Technical requirements:

  • Work with images (loaded from files OR procedurally generated using pixel manipulation)
  • Access and manipulate pixel data directly using loadPixels(), pixels[], updatePixels()
  • Write at least 1 custom function that perform image operations
  • Use parameters to make your functions flexible
  • Demonstrate understanding of scope (global vs local variables)
  • Use loops to iterate over pixel data
  • Use conditionals to create different effects based on thresholds or mouse position

You might:

  • Create glitch effects (channel shifting, random corruption, threshold effects)
  • Process images mathematically (inverting, posterising, distorting)
  • Generate procedural images from scratch using pixel manipulation and formulas
  • Make interactive image manipulation controlled by mouse/keyboard
  • Create time-based pixel effects that evolve in draw()

You might also:

  • Write functions with names that reveal usually-hidden assumptions
  • Create functions that document their own operation (functions that explain what they’re hiding while they work)
  • Build redundant functions that repeat rather than abstract (what does meaningful repetition look like in code?)
  • Make functions that refuse to work “efficiently” - that are deliberately slow, verbose, or excessive as a way of revealing computational cost
  • Create a “processing pipeline” where each function performs one small transformation, making the steps explicit
  1. Your sketch (link to p5.js web editor as usual, well-commented explaining your functions and what they do)

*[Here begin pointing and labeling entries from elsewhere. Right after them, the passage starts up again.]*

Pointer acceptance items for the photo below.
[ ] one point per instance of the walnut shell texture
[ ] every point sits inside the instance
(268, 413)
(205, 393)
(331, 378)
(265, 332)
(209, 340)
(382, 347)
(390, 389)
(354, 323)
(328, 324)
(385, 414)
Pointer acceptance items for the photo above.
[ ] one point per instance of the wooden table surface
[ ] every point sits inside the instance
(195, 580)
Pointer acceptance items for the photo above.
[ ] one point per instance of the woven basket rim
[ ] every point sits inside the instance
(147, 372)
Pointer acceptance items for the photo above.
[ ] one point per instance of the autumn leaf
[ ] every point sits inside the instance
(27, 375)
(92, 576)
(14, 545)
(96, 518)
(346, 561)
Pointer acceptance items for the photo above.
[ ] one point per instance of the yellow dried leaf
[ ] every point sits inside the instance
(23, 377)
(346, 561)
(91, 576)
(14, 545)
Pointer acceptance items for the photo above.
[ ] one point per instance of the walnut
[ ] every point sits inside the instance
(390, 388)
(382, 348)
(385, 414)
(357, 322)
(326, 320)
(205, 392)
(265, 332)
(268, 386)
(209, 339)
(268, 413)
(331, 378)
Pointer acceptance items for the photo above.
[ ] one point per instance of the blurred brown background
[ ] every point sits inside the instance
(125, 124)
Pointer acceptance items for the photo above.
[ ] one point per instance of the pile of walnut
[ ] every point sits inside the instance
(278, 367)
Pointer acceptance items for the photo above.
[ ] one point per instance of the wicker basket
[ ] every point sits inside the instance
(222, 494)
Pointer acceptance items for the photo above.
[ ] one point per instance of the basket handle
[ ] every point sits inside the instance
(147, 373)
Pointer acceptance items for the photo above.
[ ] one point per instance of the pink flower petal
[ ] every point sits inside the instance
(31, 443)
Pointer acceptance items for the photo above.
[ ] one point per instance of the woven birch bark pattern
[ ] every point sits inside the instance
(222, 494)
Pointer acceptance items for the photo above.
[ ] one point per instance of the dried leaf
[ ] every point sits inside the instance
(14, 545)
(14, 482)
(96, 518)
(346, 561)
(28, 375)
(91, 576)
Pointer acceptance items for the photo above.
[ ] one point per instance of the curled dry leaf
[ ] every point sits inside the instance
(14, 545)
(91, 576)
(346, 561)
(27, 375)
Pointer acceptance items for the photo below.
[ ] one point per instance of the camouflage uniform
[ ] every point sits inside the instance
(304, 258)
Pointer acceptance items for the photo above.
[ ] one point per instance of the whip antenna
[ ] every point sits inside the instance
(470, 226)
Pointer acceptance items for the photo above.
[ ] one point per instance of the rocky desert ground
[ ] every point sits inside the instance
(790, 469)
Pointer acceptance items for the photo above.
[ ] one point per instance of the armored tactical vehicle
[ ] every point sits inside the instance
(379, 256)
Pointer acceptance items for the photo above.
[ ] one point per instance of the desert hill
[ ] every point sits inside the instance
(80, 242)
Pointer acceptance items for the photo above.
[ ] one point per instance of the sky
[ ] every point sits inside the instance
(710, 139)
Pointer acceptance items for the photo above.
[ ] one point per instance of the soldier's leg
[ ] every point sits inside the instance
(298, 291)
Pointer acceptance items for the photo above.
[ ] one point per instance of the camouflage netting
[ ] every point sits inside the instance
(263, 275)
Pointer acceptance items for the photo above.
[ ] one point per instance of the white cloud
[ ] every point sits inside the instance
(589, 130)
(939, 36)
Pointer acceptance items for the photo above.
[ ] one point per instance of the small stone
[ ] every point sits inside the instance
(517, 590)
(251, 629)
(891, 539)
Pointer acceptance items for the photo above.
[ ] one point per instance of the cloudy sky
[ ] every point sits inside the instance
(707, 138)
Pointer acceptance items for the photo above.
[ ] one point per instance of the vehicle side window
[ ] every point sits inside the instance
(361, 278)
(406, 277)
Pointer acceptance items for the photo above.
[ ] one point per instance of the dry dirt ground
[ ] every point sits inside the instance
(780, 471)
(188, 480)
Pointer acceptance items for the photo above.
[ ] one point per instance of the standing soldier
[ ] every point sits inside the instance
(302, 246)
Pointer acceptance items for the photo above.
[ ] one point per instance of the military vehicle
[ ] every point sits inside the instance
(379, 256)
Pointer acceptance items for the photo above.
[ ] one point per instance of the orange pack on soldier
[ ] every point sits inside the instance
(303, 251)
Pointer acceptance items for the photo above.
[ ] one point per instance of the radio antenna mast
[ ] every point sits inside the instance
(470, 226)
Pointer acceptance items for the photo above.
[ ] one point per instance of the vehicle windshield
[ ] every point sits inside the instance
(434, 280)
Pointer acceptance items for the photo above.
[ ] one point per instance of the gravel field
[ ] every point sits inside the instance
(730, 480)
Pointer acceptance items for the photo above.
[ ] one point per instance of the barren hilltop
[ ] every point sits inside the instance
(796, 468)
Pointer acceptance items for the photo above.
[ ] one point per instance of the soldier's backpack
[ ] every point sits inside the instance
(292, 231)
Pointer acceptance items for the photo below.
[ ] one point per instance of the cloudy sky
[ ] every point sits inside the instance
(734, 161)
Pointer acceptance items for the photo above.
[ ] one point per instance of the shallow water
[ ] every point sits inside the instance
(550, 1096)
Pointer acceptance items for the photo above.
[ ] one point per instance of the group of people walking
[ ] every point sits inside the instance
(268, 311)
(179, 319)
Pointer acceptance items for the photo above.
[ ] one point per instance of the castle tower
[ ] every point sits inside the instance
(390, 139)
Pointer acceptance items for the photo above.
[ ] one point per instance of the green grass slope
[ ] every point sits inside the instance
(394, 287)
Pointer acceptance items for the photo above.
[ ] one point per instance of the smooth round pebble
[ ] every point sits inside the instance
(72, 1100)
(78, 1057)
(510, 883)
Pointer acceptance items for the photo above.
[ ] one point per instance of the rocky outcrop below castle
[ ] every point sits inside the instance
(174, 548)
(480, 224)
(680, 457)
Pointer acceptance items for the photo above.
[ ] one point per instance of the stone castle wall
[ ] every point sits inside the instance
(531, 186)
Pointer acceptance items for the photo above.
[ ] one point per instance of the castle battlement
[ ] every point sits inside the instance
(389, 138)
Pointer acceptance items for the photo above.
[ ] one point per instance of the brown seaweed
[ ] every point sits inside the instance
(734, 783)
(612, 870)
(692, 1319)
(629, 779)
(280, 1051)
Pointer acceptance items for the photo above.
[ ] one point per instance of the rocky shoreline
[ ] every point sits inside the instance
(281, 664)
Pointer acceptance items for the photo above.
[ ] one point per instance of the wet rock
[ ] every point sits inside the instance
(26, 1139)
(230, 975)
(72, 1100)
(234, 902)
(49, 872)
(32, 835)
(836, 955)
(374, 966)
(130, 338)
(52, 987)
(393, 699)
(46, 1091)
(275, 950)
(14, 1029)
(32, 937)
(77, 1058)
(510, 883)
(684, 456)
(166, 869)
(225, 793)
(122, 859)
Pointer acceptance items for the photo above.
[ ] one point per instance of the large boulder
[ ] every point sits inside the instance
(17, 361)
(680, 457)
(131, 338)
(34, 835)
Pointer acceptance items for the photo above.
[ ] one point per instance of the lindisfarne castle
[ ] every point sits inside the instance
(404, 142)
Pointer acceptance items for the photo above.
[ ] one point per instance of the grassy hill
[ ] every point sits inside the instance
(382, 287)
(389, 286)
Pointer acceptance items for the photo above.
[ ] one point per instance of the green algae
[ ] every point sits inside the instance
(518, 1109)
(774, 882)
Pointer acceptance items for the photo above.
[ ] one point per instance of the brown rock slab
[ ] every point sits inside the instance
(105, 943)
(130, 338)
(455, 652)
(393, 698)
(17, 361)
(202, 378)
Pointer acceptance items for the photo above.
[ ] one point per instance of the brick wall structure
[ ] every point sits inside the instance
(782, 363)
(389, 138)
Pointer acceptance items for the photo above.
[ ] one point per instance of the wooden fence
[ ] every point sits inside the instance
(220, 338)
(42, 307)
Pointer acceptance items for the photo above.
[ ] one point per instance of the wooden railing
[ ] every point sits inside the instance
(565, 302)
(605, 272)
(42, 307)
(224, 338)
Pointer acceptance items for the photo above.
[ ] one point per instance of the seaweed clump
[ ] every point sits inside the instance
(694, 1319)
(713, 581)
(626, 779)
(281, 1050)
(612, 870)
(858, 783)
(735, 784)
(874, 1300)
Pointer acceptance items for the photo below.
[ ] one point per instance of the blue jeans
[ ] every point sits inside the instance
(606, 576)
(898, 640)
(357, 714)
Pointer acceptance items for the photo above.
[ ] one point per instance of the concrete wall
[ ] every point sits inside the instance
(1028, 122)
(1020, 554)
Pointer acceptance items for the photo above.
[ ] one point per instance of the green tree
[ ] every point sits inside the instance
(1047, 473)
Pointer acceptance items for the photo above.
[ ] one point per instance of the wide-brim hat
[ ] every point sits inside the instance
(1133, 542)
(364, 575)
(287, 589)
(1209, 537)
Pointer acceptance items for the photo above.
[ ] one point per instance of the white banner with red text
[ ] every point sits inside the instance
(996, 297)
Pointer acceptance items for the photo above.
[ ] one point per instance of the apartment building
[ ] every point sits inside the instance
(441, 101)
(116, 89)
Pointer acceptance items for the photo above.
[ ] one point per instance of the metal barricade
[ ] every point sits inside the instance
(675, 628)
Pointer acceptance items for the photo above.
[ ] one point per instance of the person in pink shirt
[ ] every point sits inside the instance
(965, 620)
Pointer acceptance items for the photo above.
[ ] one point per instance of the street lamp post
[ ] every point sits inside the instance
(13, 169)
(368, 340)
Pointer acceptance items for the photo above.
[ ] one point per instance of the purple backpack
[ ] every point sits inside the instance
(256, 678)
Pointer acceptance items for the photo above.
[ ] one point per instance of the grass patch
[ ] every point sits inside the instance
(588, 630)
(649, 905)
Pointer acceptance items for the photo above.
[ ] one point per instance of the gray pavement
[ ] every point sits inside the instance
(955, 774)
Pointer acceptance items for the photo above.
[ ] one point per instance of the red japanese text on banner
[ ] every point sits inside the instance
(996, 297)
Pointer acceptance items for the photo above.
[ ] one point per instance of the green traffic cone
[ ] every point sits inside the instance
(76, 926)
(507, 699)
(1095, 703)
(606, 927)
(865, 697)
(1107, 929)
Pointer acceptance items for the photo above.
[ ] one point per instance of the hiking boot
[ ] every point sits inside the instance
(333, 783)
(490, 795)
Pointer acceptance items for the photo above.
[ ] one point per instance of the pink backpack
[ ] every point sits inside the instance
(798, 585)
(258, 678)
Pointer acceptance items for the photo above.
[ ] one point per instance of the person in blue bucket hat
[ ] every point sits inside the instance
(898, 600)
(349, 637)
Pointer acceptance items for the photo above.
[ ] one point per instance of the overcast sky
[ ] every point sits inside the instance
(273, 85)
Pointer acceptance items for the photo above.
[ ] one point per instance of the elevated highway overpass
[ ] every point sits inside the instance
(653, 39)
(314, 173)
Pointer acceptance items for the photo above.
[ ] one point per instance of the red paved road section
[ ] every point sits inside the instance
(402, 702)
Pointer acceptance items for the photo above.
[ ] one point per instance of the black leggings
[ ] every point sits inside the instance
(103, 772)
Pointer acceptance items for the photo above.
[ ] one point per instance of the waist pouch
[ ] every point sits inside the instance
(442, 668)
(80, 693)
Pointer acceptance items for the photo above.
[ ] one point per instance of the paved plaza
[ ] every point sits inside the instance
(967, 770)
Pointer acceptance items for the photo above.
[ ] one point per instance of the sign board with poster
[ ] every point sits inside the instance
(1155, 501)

  2. A reflection You reflection should include your approach to glitching, what glitching means to you, or how you see glitching as a form of resistance, or experimentation. All while considering what functions mean to you? Is it abstraction, or obfuscation? Is it a way to hide, or reveal? Is it a way to control, or resist? Is it a way to understand, or to question?


Next week, we’ll explore events and interaction with sound using p5.sound. We’ll think about response, agency, listening, and being listened to. We’ll ask: who has agency in interactive systems? What does it mean for code to respond? How does sound make temporal interaction perceptible in new ways? What’s the difference between listening and being listened to?

But before we get there, really sit with functions. Feel how they shape your thinking. Notice what they make easy and what they make hard. Question every abstraction. Build your own. Write code for people, not just for computers. Think about how you can read your code out loud to others. How to perform code?

Functions are one of the most fundamental structures in programming - and in systems of power. Understanding them deeply means understanding something about legibility, access, control, and resistance. These aren’t abstract concepts. They’re how the world is organised, who gets to see what, who gets to do what, who gets to understand and who is kept in the dark.